"El canto de los siete" no es solo un poema; es un mapa cromático del alma, una invitación a recorrer el paisaje interior a través de los siete colores que simbolizan los chakras, los centros energéticos del ser. El rojo, con su grito terrenal, nos ancla al presente, recordándonos que la espiritualidad no vive en las nubes, sino en el latido del corazón y en el tamborilear de los pies sobre el suelo. Es la raíz que nos sostiene.
El amarillo es el soberano del ser, el sol de la voluntad personal. Aquí, el poema se convierte en un himno al empoderamiento, donde el "yo soy" ruge con la fuerza indomable de un león, reclamando el espacio vital que le corresponde.

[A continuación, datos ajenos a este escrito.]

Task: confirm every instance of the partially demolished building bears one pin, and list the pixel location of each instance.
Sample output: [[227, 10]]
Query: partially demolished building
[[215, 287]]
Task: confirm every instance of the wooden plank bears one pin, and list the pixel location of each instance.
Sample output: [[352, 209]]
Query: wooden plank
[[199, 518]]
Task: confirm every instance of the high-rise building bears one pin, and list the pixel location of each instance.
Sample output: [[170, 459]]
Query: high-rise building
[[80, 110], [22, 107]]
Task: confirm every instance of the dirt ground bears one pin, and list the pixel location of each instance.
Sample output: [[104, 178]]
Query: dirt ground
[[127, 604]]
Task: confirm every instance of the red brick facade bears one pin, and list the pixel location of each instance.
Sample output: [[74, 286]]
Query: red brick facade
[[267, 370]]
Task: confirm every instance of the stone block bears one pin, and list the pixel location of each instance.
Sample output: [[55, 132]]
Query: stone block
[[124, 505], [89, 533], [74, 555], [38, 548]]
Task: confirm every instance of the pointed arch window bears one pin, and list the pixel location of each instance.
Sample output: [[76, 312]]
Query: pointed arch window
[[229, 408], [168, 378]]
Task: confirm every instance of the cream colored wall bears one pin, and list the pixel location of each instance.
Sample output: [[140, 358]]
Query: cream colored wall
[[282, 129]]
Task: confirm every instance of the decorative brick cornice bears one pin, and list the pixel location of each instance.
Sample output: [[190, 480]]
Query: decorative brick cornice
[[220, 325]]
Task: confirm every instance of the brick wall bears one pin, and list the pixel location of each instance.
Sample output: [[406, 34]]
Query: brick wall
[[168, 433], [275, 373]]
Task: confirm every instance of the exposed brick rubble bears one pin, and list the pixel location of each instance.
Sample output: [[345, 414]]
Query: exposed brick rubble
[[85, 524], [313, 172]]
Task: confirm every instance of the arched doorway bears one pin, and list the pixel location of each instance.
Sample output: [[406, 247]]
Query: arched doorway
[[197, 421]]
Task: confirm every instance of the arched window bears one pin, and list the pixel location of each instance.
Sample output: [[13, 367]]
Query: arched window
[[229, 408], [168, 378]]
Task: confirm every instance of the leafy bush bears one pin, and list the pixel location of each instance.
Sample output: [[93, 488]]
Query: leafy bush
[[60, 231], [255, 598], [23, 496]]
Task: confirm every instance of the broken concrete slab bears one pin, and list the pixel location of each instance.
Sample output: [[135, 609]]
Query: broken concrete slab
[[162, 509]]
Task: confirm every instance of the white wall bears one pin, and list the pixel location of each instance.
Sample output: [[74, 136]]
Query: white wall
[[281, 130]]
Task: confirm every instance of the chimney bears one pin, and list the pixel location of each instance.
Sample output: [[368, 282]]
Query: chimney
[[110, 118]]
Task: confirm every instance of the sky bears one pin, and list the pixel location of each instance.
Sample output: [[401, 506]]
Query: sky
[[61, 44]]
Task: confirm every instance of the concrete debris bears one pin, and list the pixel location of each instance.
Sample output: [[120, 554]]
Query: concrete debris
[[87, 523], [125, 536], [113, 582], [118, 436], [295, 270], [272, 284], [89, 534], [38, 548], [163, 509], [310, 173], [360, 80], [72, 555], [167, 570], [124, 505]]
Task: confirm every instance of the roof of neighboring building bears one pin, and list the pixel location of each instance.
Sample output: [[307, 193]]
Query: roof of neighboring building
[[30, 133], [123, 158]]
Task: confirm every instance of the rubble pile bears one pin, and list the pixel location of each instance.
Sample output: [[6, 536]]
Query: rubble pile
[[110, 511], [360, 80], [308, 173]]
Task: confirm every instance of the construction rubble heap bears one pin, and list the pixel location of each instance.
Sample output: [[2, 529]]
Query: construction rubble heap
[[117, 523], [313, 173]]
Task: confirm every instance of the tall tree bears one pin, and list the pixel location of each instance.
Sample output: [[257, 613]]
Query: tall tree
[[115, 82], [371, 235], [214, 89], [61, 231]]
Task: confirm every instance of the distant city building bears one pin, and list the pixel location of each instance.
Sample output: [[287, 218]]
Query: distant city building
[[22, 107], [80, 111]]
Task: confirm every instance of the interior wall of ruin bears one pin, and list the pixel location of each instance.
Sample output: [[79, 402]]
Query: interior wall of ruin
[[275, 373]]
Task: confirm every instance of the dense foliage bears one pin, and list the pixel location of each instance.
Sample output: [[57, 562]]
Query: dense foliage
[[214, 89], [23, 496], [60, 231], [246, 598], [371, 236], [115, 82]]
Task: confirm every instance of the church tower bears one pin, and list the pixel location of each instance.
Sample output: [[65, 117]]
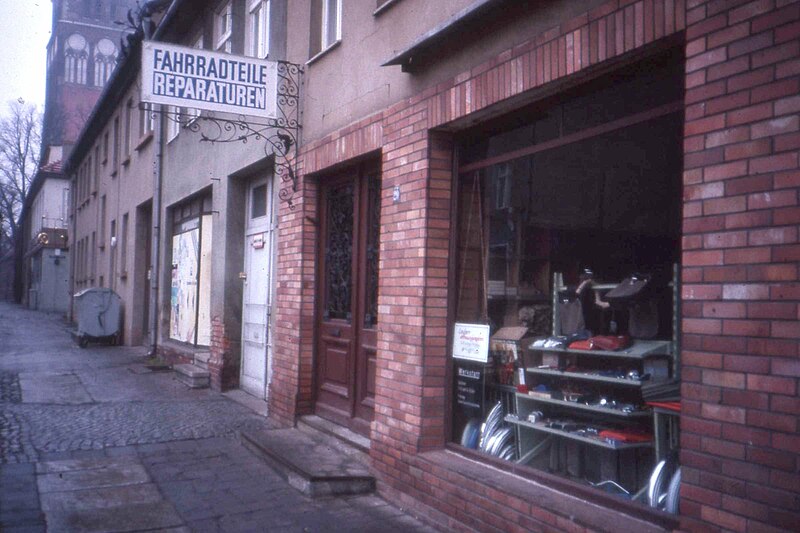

Es el fuego de la decisión que forja nuestro destino.
Luego, el verde actúa como sanador, como el puente que reconcilia opuestos: cielo y suelo, tú y yo. Es el suspiro del amor que transforma el jardín secreto del corazón en un territorio de encuentro y conexión, donde la soledad se disuelve en la comunión.
El azul es la verdad hecha sonido. Es el verbo que no traiciona, la voz clara que, al entonarse, ordena el caos y dibuja mandalas de armonía en el aire que respiramos. Es la poderosa creación a través de la palabra auténtica.
El índigo, a su vez, es el portal a lo invisible. Es el guardián de lo que intuimos pero no siempre vemos, el espacio sagrado donde los sueños callados, esas semillas de potencial, germinan en forma de verdad interior antes de manifestarse.
La culminación del poema es una revelación: cuando el amor deja de ser solo un sentimiento y se convierte en una "frecuencia" pura, todo el sistema energético entra en resonancia. Cada chakra canta su nota, cada color susurra su parte de la canción sagrada, y el ser humano, en su totalidad, se convierte en un instrumento que hace danzar al universo. El poema, en esencia, es una celebración de la conciencia encarnada, un recordatorio de que somos los compositores de nuestra propia sinfonía existencial.